All’Accademia Carrara di Bergamo è in esposizione, fino al 26 gennaio 2018, il Cristo Redentore Benedicente di Raffaello, un olio su tavola proveniente dalla Pinacoteca Tosio Martinengo di Brescia. Il dipinto si affianca al San Sebastiano, già patrimonio della Carrara, ed è l’anticipazione offerta ai visitatori della mostra Raffaello e l’eco del mito in programma a bergamo dal 27 gennaio al 6 maggio 2018.

Un'opera giovanile

Il Cristo, prodotto attorno al 1505-1506, si colloca alla fine del soggiorno a Urbino di Raffaello quando l’opera dell’ancora giovane pittore (era nato nel 1483) si concentrava principalmente su soggetti di stampo religioso destinati a committenti privati.

L’Umanesimo matematico della corte di Federico da Montefeltro aveva trovato in Guidobaldo il suo valido erede, il quale commissionò al già apprezzato Raffaello una serie di tavole (una Madonna, il San Michele e il drago, oggi al Louvre e il San Giorgio e il drago, conservato alla National Gallery of Art di Washington). Il giovane pittore aveva soggiornato a lungo a Città di Castello, dove aveva dipinto lo Sposalizio della Vergine per la chiesa di san Francesco, e a Firenze. E proprio il paesaggio umbro segna lo sfondo del Cristo Redentore, la cui figura a torso nudo e dai tratti classicheggianti propri dell’Umanesimo urbinate, occupa l’intera tavola.

La simbologia dell'opera

La tunica rossa e la corona di spine con le gocce di sangue che colano sulla fronte sono i simboli della passione, così come le ferite ancora sanguinanti al costato e sulle mani.

Il segno di benedizione con la mano destra e le dita che formano il simbolo della Trinità, si collega con la mano sinistra portata al torace ad indicare la parte trafitta dalla lancia.

Il pollice, l’indice e il medio della mano sinistra riprendono il simbolo della Trinità, mentre il mignolo che diverge dall’anulare che, invece, incrocia leggermente il medio, possono rimandare al Cristogramma “I X”, “Gesù Cristo” (ΙΗΣΟΥΣ ΧΡΙΣΤΟΣ in greco).

La postura della mano sinistra ricorda quanto fruttuoso sia stato il periodo di apprendistato che Raffaello fece presso la bottega del padre, Giovanni Santi (1433-1494) morto una decina d’anni prima. Il Cristo accompagnato da due angeli, dipinto da Giovanni nel 1490 ed oggi custodito al Museo di Belle Arti di Budapest, è stato il modello da cui Raffaello ha ripreso il suo Cristo Redentore.
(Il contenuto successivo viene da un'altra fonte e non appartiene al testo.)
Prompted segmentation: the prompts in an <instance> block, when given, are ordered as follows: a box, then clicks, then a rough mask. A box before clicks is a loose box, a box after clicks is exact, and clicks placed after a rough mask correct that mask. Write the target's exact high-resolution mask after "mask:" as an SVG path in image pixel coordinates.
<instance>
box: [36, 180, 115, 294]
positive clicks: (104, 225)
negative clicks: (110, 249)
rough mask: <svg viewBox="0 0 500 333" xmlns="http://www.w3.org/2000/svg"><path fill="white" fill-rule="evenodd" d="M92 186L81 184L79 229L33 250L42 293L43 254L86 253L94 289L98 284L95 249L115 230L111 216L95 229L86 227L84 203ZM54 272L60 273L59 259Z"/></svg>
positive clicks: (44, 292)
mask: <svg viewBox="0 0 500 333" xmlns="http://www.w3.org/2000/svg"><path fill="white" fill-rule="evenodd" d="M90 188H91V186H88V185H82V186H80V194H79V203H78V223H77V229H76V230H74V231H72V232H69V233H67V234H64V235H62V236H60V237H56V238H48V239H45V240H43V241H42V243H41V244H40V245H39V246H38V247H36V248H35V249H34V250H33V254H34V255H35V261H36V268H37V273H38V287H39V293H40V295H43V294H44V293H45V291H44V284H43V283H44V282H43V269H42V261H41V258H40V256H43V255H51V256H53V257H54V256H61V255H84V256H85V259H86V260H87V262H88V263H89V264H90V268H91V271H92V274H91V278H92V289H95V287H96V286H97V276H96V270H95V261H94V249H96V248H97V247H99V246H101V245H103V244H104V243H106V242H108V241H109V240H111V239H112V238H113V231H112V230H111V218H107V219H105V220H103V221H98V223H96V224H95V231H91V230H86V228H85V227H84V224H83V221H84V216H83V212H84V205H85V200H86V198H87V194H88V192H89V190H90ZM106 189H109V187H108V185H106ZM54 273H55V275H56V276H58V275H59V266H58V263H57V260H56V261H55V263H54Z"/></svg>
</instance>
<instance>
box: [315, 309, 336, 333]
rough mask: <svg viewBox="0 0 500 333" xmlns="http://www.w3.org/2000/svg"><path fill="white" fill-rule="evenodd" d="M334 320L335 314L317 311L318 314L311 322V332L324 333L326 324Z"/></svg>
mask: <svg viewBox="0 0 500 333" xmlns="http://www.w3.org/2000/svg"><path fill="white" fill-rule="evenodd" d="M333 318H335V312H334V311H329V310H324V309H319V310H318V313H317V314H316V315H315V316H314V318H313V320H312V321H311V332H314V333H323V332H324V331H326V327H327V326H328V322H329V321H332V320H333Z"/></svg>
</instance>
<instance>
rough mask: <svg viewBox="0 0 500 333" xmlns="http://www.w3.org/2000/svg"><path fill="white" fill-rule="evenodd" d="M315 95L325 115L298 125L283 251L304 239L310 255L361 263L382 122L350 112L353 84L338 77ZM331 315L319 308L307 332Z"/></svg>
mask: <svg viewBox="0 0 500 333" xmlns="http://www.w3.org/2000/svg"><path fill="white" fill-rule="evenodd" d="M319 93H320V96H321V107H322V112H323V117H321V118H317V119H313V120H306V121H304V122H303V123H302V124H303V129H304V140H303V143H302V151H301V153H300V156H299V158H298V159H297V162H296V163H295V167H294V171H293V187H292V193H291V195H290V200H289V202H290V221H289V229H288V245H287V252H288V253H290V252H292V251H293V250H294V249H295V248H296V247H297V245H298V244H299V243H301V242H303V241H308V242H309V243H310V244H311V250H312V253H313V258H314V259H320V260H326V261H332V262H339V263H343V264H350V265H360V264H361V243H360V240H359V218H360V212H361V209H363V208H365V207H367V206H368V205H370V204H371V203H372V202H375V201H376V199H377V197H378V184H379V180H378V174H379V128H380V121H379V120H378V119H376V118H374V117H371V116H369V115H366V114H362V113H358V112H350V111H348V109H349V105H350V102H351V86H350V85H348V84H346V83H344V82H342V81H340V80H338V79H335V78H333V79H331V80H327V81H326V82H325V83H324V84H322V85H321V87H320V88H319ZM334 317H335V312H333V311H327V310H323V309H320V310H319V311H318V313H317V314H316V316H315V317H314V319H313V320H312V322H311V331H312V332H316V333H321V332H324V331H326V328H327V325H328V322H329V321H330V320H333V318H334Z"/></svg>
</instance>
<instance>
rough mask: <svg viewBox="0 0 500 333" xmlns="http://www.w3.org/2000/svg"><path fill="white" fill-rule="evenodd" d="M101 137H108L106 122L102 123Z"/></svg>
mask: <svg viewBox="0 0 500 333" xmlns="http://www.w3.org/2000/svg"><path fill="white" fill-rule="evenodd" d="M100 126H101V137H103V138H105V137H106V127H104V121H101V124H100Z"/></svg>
Sempre dal padre, il pittore urbinate acquisì l’attenzione ai particolari derivata dai famminghi. I dettagli della barba del Cristo Benedicente, dei boccoli dei capelli del Cristo e del San Sebastiano, del ricamo della veste del San Sebastiano sono anticipazioni di tecniche pittoriche che si completeranno nel periodo di residenza a Firenze, quando dipingerà capolavori come Maddalena Strozzi e la Dama col liocorno, fortemente influenzate da Leonardo.

Il Cristo Benedicente e il San Sebastiano

Il Cristo Benedicente posto accanto al San Sebastiano mette in risalto similtudini tra i due dipinti, in particolare nelle fattezze del volto, entrambi considerati come autoritratti di Raffaello. Il capo leggermente inclinato, lo sguardo diretto verso il basso, la capigliatura che poggia sulla spalla destra e invece cade direttamente sulla schiena alla sinistra del soggetto denotano un divario cronologico tra i due dipinti molto breve (il San Sebastiano è stato dipinto quattro anni prima del Redentore) e, soprattutto, l’influenza del Perugino, alla cui bottega Raffaello ha inizialmente lavorato.